Acentelerin devletten aldığı MESEM teşviklerinden yüzde 30’luk bir payın TÜRSAB Vakfı aracılığı ile depremzedelere aktarılacağını ifade eden Başkan Saraçoğlu, “Bu konuyla ilgili bir firma ile anlaştık. Acentelerimiz çalıştırdıkları personele göre alacakları hizmet bedelinin yüzde 30’unu Hatay turizminin gelişmesi adına katkı sunacağız. Orada bölge başkanımızın bizi yönlendireceği doğrultuda turizmin bir alanına katkı sağlayacağız. Depremde seyahat acentelarımız ciddi çalışmalar yaptı. Afetin olduğu ilk günlerde girilmeyen sokaklara kendi araçları ile girerek, buraya yardım ve sağlık malzemelerinigötürdüler. Birçok insanın yaşama geri döndürülmesini sağladılar. Ben bütün üyelerimize bu konuda gösterdikleri hassasiyet için ayrı ayrı teşekkür ediyorum” dedi.
KADIN KOOPERATİFLERİNE TAM DESTEKTÜRSAB’ın turizm alanı dışında da birçok faaliyet gösterdiğine ve özellikle sosyal sorumluluk projeleri üretip ve bunları hayata geçirdiklerine dikkat çeken Saraçoğlu, “Üniversitede okuyan öğrencilerimizi
farklı etkinliklerle buluşturuyor, onların eğitimlerine katkı sunuyoruz. İş içinde eğitim almalarına katkı koyuyoruz. Cezaevine kitap bağışı ve açılan kurslara destek gibi birçok projemiz var. Ağaçlandırma
çalışmalarına önem veriyoruz. Bizim en önemsediğimiz konulardan biri de kadın girişimciler. Kadın Kooperatiflerini turizmin önemli bir parçası olarak görüyoruz. Gelen turistlerde doğal ürünler ve doğal
yaşam arıyor.
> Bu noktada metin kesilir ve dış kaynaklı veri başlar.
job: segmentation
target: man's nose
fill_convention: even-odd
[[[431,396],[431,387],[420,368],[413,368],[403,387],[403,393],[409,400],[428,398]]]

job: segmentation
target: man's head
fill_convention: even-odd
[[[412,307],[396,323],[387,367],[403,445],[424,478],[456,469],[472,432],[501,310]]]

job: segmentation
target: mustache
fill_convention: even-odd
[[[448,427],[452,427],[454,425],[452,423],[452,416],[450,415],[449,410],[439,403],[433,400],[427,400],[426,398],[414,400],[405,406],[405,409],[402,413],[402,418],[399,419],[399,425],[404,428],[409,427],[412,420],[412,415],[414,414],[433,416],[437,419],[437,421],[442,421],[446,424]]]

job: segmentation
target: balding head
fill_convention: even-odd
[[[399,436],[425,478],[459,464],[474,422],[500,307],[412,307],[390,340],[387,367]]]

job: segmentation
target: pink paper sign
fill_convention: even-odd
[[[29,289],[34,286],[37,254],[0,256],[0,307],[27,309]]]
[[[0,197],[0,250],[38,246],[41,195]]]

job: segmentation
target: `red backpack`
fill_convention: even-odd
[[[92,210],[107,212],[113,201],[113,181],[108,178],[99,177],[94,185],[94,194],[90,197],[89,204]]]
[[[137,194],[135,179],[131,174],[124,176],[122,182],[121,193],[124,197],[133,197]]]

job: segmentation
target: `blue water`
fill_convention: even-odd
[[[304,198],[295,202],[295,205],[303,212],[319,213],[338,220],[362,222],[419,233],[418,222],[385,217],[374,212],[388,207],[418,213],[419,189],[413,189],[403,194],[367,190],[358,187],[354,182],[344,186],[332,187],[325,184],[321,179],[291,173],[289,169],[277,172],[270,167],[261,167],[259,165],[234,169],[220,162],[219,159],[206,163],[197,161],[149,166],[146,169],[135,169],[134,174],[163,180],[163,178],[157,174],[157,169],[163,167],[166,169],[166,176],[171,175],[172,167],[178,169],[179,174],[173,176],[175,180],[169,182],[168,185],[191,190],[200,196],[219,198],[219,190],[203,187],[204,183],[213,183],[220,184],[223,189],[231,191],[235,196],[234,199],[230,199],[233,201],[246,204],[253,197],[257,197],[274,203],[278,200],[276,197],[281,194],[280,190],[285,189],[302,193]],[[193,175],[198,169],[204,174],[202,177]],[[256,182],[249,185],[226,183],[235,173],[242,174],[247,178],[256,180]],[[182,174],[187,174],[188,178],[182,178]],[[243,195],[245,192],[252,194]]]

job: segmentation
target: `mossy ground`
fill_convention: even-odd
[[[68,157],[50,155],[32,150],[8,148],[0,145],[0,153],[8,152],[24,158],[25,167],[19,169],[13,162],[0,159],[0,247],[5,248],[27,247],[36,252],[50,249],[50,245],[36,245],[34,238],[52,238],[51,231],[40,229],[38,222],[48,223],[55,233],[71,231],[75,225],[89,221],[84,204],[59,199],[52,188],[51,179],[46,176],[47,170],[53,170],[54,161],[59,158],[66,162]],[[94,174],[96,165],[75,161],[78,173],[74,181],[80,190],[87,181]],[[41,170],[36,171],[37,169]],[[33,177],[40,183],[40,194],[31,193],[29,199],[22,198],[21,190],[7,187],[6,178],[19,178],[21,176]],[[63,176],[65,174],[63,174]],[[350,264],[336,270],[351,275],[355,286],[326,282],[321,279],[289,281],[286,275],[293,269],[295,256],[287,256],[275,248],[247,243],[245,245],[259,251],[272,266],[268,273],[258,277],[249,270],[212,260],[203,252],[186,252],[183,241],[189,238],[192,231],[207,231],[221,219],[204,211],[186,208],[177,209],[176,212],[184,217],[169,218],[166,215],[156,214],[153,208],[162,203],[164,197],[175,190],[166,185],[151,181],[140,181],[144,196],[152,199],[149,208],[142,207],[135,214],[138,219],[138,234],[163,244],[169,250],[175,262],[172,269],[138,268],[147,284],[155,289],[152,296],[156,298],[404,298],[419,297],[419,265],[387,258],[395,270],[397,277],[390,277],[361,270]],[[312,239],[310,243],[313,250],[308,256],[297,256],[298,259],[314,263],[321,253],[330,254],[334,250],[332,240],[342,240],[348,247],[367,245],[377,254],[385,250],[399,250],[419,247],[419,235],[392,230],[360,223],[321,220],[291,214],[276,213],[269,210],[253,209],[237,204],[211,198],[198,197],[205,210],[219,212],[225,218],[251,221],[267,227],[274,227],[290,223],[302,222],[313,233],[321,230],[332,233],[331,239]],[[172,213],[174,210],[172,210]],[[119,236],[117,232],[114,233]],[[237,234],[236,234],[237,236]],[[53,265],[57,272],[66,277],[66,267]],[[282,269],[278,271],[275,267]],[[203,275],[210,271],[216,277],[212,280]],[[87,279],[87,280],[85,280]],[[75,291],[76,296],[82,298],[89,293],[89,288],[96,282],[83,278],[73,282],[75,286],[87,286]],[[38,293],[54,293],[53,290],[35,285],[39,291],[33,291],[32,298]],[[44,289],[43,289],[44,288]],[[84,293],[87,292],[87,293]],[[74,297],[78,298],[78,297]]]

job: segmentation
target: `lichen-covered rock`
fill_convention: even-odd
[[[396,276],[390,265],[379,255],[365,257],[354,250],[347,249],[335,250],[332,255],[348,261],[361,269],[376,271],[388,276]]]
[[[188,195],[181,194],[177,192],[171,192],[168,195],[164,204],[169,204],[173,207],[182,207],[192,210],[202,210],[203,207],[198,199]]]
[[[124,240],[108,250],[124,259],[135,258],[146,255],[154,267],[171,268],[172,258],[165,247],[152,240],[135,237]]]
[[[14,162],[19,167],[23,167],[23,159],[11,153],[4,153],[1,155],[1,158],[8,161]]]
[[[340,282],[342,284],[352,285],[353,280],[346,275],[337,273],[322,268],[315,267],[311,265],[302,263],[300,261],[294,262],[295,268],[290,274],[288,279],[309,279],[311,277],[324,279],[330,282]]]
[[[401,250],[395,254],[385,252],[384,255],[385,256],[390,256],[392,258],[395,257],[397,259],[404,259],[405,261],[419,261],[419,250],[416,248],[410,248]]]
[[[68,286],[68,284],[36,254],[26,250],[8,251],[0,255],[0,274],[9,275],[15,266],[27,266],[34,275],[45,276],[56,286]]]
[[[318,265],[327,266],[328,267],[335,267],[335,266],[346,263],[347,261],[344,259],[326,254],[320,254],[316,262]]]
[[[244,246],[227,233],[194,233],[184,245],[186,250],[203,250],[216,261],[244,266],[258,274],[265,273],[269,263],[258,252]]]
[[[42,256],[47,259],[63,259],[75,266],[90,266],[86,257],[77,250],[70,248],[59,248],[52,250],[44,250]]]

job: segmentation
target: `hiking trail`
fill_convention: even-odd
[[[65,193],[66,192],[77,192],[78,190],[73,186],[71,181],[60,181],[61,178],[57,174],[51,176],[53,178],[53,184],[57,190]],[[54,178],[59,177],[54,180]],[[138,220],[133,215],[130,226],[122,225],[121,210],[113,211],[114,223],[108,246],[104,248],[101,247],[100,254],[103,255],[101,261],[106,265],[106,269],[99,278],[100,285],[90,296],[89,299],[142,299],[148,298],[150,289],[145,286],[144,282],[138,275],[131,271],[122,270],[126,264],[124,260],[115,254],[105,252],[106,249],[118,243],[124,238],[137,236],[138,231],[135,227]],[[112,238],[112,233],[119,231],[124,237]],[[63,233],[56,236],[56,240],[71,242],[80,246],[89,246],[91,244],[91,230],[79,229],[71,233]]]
Kooperatiflerde kendi emekleriyle ürünler ortaya koyan kadınlarımızın her zaman destekçisi olacağız. Yiğit Ali Kadın Kooperatifimizde bugüne kadar bunun çok güzel örneklerini
yaşadık. Bundan sonra da bu çalışmalarımızı sürdüreceğiz” ifadelerini kullandı.